We might complain about the Sagan/Asimov obsession with murdering their own grandfathers, but I think it might be slightly more socially acceptable than Heinlein's obsession with fucking his own mother.
 
The brainless head painting in this link mentions time travel.

If you could travel in time who would you bonk with?
 
Valdimer_79 said:
Should we physically defy Time, we necessarily create a new miniature universe outside of this space/time continuum (an alternate-time-effect). ....However, in defying Time, we have also defied the rest of spatial physics--including gravity.

I disagree. To travel into the future all you need is a spaceship capable of traveling at nearly the speed of light. The faster you travel, the more that time slows down for you. Meanwhile back on earth, your friends continue to age at the same rate. When you return from your trip, the earth has aged hundreds of years while you have only aged a few years. Viola! You have traveled into the future. You didn't need to leave this universe or create a new one to do it.

When and if we finally re-enter normal space/time, the Earth is nowhere to be found, nor is the rest of our solar system. Depending on the intensity and duration of our "time warp," we may find ourselves deep in interstellar space--with no recognizable constellations to guide us home--or even outside of the Milky Way altogether, lost in the intergalactic void.

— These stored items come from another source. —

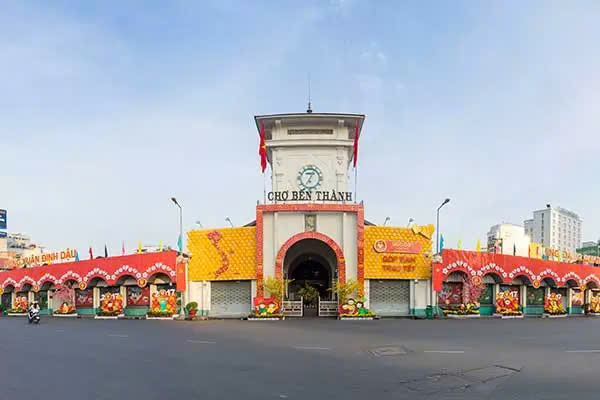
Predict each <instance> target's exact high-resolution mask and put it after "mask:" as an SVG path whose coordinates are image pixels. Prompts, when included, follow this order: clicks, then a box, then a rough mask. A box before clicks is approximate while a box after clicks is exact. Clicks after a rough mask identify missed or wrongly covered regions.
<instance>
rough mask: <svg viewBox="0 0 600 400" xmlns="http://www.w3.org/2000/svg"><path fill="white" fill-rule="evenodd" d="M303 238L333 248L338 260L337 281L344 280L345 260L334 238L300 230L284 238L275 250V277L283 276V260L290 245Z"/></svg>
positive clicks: (289, 246)
mask: <svg viewBox="0 0 600 400" xmlns="http://www.w3.org/2000/svg"><path fill="white" fill-rule="evenodd" d="M304 239H315V240H320V241H321V242H323V243H325V244H326V245H328V246H329V247H330V248H331V249H332V250H333V252H334V253H335V257H336V258H337V262H338V282H345V281H346V260H345V259H344V252H343V251H342V248H341V247H340V246H339V245H338V244H337V243H336V242H335V240H333V239H332V238H330V237H329V236H327V235H324V234H322V233H319V232H300V233H297V234H295V235H294V236H292V237H290V238H289V239H288V240H286V242H285V243H284V244H283V246H281V248H280V249H279V251H278V252H277V257H276V258H275V277H276V278H277V279H281V277H282V276H283V260H284V258H285V254H286V253H287V251H288V250H289V249H290V247H292V246H293V245H294V244H296V243H298V242H299V241H301V240H304Z"/></svg>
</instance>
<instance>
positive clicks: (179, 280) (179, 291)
mask: <svg viewBox="0 0 600 400" xmlns="http://www.w3.org/2000/svg"><path fill="white" fill-rule="evenodd" d="M176 271H177V273H176V277H175V280H176V283H177V291H178V292H185V263H178V264H177V270H176Z"/></svg>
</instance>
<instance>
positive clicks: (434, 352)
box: [423, 350, 465, 354]
mask: <svg viewBox="0 0 600 400" xmlns="http://www.w3.org/2000/svg"><path fill="white" fill-rule="evenodd" d="M464 352H465V351H464V350H425V351H424V352H423V353H440V354H463V353H464Z"/></svg>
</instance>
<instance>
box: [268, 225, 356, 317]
mask: <svg viewBox="0 0 600 400" xmlns="http://www.w3.org/2000/svg"><path fill="white" fill-rule="evenodd" d="M275 274H276V277H277V278H279V279H280V278H284V279H289V280H291V281H292V282H291V283H290V285H289V286H288V287H287V292H286V293H285V294H286V297H287V299H288V302H286V303H287V304H288V305H289V306H292V307H296V306H298V305H297V304H291V303H293V302H298V301H300V299H301V298H302V300H303V304H302V305H301V306H302V307H303V312H302V315H304V316H313V315H315V316H316V315H322V313H321V310H320V308H321V306H322V305H326V306H329V307H330V308H332V309H333V310H336V309H337V300H336V299H335V296H334V294H333V291H332V289H333V287H334V285H335V283H336V282H345V280H346V263H345V260H344V256H343V252H342V249H341V248H340V246H339V245H338V244H337V243H336V242H335V240H333V239H331V238H330V237H328V236H326V235H324V234H322V233H318V232H302V233H298V234H296V235H294V236H292V237H291V238H289V239H288V240H287V241H286V242H285V243H284V244H283V246H281V248H280V249H279V252H278V253H277V258H276V263H275ZM284 307H285V304H284Z"/></svg>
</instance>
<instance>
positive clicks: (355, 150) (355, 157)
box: [354, 120, 360, 168]
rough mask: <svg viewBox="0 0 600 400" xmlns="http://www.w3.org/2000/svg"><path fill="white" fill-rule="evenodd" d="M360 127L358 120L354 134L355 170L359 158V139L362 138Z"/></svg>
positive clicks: (354, 153) (354, 164)
mask: <svg viewBox="0 0 600 400" xmlns="http://www.w3.org/2000/svg"><path fill="white" fill-rule="evenodd" d="M358 127H359V124H358V120H356V131H355V132H354V168H356V159H357V158H358V137H359V136H360V130H359V129H358Z"/></svg>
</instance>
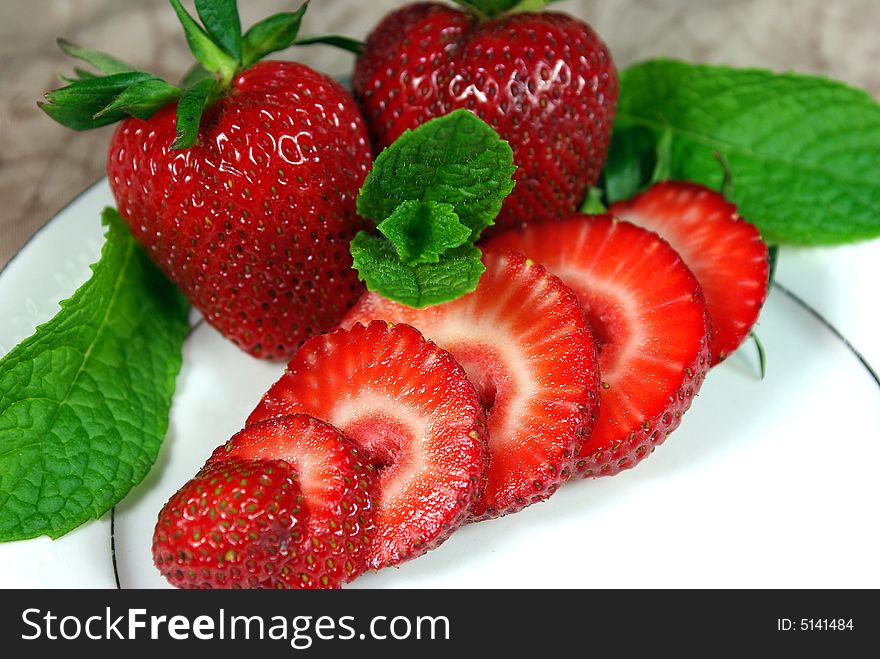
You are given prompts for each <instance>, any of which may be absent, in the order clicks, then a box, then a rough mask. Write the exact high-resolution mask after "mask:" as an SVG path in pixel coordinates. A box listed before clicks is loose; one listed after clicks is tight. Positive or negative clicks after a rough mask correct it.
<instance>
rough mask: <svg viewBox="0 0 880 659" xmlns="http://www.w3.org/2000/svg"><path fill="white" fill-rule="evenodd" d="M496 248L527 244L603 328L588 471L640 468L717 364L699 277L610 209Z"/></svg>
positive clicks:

Again I disagree. Just as we would be capable of navigating our way to a nearby star, we could just as easily find our way back to our own star.

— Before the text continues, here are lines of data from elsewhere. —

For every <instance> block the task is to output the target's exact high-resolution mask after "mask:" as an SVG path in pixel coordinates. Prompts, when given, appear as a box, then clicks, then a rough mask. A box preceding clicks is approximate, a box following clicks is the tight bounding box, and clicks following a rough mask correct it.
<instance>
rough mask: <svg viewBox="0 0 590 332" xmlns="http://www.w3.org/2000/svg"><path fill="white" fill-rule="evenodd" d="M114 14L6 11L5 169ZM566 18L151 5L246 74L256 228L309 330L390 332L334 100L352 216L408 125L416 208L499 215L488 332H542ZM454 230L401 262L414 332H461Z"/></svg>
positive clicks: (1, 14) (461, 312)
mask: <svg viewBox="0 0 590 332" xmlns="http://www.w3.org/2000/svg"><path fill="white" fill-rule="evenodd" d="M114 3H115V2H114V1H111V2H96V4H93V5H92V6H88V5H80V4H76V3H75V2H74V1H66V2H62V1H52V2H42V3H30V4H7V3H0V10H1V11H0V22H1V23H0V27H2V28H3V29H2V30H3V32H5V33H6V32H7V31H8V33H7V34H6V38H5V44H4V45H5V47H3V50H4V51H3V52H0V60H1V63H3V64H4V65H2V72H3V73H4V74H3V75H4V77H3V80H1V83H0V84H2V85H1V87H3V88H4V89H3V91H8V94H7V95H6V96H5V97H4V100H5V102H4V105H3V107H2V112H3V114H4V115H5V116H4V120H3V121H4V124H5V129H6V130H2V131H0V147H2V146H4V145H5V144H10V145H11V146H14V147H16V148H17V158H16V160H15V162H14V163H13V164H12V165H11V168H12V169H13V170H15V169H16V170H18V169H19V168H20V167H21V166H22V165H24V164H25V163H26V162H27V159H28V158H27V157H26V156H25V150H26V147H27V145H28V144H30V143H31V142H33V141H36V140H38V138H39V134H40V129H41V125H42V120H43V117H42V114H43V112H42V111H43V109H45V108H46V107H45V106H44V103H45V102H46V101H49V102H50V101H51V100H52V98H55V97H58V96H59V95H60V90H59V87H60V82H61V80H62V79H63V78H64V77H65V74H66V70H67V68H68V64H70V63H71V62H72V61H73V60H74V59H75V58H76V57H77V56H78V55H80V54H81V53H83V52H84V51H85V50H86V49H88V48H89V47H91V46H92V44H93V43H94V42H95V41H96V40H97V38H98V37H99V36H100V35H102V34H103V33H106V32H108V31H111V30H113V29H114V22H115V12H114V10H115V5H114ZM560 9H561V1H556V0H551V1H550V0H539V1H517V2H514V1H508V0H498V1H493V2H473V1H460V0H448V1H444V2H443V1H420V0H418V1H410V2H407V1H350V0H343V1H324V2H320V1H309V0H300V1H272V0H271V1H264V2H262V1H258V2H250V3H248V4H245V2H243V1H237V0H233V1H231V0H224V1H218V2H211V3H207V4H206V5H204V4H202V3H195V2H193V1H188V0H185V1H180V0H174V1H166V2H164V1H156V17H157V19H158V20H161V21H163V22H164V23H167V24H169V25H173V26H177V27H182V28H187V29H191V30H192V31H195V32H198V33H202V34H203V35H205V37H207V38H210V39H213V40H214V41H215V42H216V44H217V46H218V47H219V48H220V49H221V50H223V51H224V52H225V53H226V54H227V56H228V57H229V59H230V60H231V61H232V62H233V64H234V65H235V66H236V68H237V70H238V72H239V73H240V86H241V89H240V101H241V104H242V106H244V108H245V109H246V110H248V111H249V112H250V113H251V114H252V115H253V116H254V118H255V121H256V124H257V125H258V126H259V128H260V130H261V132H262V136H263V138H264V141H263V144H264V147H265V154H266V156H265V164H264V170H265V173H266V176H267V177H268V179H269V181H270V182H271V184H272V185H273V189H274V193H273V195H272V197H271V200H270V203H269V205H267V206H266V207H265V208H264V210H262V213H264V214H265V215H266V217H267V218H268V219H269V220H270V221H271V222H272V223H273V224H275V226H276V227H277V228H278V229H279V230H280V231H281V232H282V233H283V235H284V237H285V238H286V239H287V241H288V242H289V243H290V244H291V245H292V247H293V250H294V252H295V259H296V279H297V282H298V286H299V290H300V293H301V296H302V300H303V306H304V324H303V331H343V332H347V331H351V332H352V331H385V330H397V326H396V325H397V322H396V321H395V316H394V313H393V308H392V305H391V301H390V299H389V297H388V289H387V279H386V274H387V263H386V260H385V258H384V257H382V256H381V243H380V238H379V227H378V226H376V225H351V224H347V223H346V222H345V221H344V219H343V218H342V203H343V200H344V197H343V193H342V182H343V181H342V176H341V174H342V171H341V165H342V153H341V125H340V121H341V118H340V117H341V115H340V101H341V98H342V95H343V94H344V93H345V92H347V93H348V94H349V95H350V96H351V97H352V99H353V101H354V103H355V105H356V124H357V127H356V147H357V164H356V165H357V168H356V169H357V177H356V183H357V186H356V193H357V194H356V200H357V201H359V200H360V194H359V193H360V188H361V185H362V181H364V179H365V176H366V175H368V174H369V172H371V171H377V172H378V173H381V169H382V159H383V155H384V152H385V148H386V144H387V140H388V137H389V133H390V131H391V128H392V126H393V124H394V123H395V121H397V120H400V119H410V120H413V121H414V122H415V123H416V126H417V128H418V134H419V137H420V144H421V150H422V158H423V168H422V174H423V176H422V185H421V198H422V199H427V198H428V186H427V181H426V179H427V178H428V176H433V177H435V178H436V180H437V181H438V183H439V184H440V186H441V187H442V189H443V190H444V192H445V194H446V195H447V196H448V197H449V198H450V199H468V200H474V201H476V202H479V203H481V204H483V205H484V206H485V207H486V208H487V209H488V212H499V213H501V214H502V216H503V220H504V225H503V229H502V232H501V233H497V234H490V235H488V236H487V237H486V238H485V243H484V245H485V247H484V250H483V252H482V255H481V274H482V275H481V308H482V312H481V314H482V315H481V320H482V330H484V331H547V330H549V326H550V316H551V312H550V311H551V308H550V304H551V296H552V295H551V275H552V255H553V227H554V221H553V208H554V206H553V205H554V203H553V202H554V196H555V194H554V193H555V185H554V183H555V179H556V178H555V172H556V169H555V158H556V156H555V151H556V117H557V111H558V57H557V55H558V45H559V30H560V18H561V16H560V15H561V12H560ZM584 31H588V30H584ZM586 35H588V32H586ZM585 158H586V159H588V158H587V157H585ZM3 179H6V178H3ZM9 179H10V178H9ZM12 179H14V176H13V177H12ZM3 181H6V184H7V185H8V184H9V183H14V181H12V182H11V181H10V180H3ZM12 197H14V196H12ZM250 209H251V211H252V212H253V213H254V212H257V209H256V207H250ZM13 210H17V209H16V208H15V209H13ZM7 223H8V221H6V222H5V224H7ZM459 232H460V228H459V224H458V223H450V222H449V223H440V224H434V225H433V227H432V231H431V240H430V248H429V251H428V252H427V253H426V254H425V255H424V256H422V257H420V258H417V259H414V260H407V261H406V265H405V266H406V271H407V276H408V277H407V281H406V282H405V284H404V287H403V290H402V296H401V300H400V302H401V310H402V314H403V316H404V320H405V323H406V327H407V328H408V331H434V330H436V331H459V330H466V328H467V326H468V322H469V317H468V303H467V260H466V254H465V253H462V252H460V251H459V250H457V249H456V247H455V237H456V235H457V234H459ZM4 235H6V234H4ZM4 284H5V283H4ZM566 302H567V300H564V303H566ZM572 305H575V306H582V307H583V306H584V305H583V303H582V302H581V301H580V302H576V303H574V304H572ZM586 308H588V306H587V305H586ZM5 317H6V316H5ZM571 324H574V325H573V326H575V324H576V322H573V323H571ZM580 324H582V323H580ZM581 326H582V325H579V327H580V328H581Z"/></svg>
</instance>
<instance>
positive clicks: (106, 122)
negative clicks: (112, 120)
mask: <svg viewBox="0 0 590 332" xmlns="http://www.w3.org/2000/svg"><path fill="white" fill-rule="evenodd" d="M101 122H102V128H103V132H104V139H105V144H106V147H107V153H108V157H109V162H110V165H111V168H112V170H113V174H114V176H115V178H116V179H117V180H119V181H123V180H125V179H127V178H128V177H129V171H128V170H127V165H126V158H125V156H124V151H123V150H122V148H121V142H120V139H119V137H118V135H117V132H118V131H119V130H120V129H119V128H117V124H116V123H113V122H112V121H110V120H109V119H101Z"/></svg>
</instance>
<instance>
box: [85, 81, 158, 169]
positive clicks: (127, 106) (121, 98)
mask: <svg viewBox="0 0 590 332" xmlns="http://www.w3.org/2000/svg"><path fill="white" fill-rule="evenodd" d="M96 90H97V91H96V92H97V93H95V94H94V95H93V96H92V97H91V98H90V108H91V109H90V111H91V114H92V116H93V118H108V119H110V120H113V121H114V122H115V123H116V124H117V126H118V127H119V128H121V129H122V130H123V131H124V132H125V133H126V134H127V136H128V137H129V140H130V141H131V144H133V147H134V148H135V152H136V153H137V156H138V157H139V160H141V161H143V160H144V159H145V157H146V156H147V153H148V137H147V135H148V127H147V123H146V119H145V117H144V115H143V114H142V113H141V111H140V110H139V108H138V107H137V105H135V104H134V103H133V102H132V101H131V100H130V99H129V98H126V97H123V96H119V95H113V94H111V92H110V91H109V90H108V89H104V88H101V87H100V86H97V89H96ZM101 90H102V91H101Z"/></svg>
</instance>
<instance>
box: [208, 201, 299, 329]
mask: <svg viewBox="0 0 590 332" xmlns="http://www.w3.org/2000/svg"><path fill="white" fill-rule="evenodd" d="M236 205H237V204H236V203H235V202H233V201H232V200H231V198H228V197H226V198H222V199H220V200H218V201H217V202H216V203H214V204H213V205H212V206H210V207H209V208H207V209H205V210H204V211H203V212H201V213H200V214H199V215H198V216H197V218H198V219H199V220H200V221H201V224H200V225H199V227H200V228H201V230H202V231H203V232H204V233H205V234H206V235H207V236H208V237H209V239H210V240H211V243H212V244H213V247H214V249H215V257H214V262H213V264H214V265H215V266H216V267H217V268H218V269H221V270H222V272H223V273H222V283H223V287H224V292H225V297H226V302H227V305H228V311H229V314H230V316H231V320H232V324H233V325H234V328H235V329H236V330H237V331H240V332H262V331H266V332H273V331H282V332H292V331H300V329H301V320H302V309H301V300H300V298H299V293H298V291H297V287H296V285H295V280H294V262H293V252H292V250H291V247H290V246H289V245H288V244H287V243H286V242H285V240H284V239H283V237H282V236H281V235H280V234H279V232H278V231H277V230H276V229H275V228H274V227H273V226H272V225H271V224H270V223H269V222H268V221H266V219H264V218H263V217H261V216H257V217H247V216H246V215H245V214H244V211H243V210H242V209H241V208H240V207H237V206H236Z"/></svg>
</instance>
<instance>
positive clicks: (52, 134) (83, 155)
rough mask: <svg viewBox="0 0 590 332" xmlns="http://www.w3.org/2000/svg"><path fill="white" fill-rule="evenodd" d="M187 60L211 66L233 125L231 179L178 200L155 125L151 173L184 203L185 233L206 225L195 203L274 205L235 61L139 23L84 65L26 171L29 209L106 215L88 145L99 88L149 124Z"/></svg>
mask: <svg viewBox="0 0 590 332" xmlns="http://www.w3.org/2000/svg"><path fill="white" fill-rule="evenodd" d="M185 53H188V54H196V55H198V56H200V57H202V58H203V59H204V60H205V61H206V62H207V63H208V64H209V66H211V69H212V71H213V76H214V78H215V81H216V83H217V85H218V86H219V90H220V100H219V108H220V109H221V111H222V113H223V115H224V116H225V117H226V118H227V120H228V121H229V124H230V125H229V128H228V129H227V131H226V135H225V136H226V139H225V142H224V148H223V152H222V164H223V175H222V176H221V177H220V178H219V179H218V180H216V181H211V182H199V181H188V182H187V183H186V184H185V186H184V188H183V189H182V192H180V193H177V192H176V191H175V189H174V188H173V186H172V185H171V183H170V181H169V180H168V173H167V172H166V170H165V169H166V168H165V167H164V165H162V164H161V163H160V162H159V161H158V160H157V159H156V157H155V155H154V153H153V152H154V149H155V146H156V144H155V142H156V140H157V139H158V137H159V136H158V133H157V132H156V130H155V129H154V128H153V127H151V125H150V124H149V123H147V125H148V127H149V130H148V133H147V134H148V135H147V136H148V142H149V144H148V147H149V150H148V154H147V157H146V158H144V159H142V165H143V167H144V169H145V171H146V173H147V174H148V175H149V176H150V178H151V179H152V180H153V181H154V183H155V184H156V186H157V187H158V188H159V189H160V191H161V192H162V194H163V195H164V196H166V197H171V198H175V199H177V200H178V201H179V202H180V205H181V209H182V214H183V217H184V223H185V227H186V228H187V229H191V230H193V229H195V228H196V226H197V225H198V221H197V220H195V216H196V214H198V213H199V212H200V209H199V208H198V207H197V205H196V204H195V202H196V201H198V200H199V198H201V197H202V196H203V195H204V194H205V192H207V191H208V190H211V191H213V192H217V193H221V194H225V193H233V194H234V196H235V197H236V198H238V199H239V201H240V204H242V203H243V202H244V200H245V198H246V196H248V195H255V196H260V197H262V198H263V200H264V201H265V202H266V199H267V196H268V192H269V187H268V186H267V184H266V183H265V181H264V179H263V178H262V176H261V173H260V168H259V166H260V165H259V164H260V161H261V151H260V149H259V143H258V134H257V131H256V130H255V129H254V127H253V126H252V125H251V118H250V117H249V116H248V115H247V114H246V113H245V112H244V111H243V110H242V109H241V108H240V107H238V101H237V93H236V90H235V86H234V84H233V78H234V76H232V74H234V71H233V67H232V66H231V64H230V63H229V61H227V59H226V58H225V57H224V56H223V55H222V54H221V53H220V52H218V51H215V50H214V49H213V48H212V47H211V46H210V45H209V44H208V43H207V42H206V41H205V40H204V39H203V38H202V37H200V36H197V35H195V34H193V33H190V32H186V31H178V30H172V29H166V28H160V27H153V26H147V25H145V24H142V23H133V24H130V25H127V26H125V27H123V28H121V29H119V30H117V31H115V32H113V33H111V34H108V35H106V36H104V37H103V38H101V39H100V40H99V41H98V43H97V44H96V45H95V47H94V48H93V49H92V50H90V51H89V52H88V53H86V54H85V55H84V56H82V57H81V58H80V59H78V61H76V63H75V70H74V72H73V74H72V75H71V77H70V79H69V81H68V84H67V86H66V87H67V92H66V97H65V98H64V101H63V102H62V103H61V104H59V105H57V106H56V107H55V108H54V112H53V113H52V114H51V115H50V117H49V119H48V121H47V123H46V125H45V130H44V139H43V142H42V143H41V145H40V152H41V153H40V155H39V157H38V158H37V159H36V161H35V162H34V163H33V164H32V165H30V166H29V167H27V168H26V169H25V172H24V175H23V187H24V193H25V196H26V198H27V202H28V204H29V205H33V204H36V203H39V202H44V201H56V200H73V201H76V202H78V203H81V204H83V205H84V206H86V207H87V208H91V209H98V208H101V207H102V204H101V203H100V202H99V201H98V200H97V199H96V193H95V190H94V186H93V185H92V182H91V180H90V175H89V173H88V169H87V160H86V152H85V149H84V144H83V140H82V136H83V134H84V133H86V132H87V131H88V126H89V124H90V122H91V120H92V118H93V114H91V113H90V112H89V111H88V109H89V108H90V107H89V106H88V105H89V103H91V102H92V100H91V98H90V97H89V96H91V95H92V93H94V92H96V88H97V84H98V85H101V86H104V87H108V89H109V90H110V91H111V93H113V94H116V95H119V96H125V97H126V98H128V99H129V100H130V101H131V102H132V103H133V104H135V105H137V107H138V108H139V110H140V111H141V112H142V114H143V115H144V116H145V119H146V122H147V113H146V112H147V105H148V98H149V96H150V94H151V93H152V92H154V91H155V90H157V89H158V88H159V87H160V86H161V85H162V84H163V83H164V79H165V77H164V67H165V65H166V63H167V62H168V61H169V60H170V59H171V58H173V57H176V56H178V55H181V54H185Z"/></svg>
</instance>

Fort theorized the Earth is not spinning nor moving through the universe at all--it must be stationary, at the center of a shell-like universe, and that specific locations on Earth's surface were "targeted" for repeated skyfalls over long intervals. many respected scientists today subscribe to the stationary earth theory.

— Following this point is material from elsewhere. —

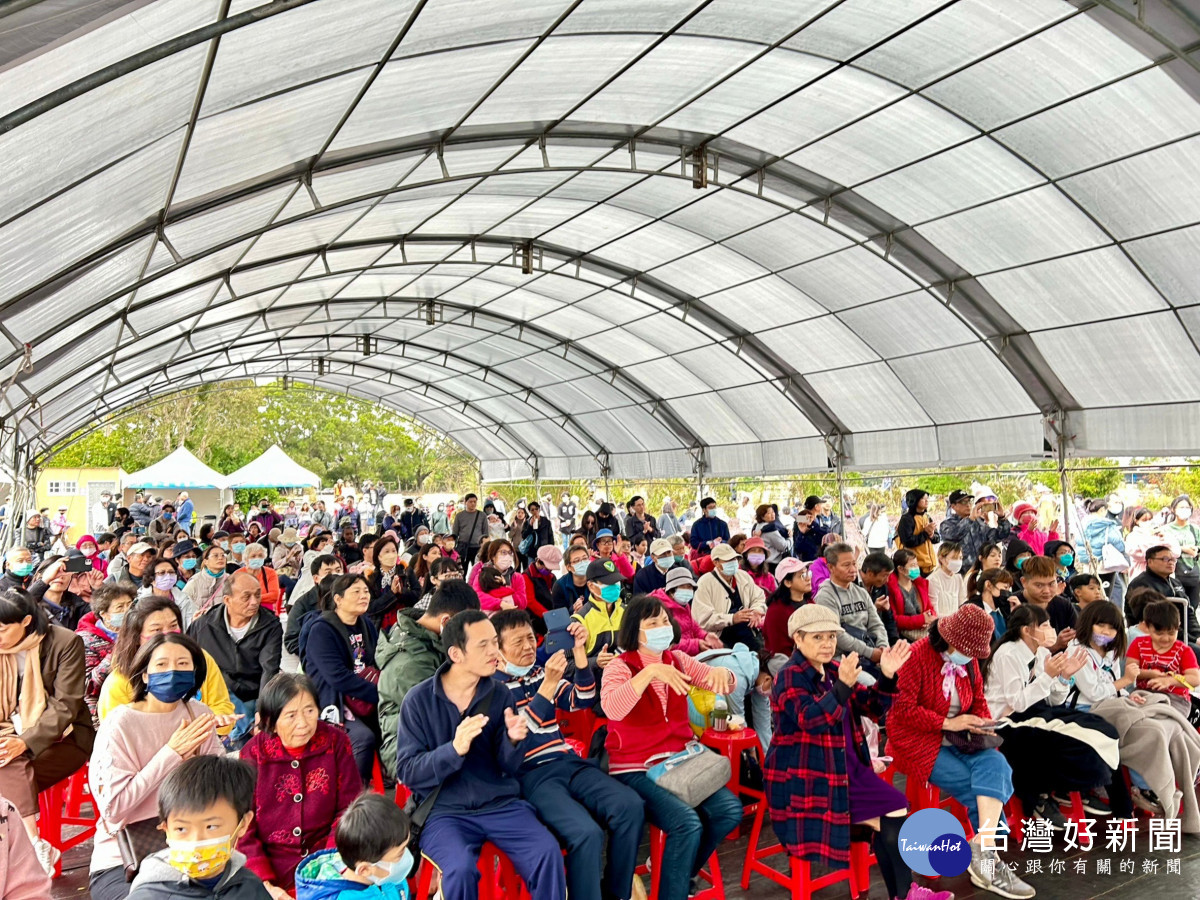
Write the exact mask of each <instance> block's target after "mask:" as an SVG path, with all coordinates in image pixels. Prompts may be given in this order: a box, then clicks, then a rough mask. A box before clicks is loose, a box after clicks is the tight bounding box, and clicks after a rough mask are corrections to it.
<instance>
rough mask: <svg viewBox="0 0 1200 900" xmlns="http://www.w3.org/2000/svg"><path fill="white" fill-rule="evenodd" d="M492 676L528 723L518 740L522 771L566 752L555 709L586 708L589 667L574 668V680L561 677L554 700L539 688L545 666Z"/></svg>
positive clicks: (567, 746) (540, 687) (584, 666)
mask: <svg viewBox="0 0 1200 900" xmlns="http://www.w3.org/2000/svg"><path fill="white" fill-rule="evenodd" d="M492 677H493V678H496V680H498V682H499V683H500V684H503V685H505V686H506V688H508V689H509V691H510V694H511V696H512V701H514V702H515V703H516V707H517V713H520V714H521V715H523V716H524V719H526V721H527V722H528V725H529V737H527V738H526V739H524V742H523V743H522V744H521V749H522V750H523V751H524V762H523V763H522V764H521V773H522V774H523V773H527V772H530V770H533V768H534V767H536V766H540V764H542V763H545V762H548V761H551V760H554V758H558V755H559V754H565V752H568V750H569V748H568V746H566V743H565V742H564V740H563V733H562V732H560V731H559V730H558V710H559V709H562V710H564V712H568V713H574V712H576V710H580V709H589V708H590V707H592V704H593V703H595V700H596V683H595V676H593V674H592V668H590V667H587V666H584V667H583V668H576V670H575V680H574V682H570V680H568V679H565V678H564V679H562V680H560V682H559V683H558V688H557V689H556V690H554V700H553V701H548V700H546V698H545V697H544V696H542V695H541V694H539V692H538V691H539V690H541V683H542V680H545V678H546V670H545V668H542V667H541V666H534V667H533V668H530V670H529V672H528V673H526V674H523V676H521V677H514V676H510V674H506V673H505V672H497V673H496V674H494V676H492Z"/></svg>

This is just total bunk. Are we still living in the dark ages?

Chumley
 
Chumy:
I disagree. To travel into the future all you need is a spaceship capable of traveling at nearly the speed of light. The faster you travel, the more that time slows down for you. Meanwhile back on earth, your friends continue to age at the same rate. When you return from your trip, the earth has aged hundreds of years while you have only aged a few years. Viola! You have traveled into the future. You didn't need to leave this universe or create a new one to do it.

Me:
That just sounds to me more like a form of cryogenics rather than time travel.
 
Everything that ever was always will be, and everything that ever will be always was.
-- A Chrono-Synclastic Infundibulated Thought of Winston Niles Rumfoord in Kurt Vonnegut, Jr.'s "The Sirens of Titan"

(and)

In the grand, in the timeless, in the chrono-synclastic infundibulated way of looking at things, I shall always be here, I shall always be wherever I've been.
-- Winston Niles Rumfoord (Kurt Vonnegut, Jr.)
 
Yes, time travel is impossible. Is there anyone who really believes otherwise? Even if a machine could be produced that could go backwards in time (forwards is easy , we all do it) what would be the point? The killing grandfather thing isn't a problem becasue this paradox heals itself- if you exist then all of the events that led to your existence happened. You cannot change anything, because it already happened and you can't observe anything because that is a form of interaction, which would change things.

And that's if you find yourself on Earth.

Time travel, like the Starship Enterprise, is a vehicle for the imagination. With this story telling device we can try out ideas. Strong ideas survive in the retelling and this is part of social evolution.

No form of evolution has any direction, so I can't tell you wherethe time machines will take us.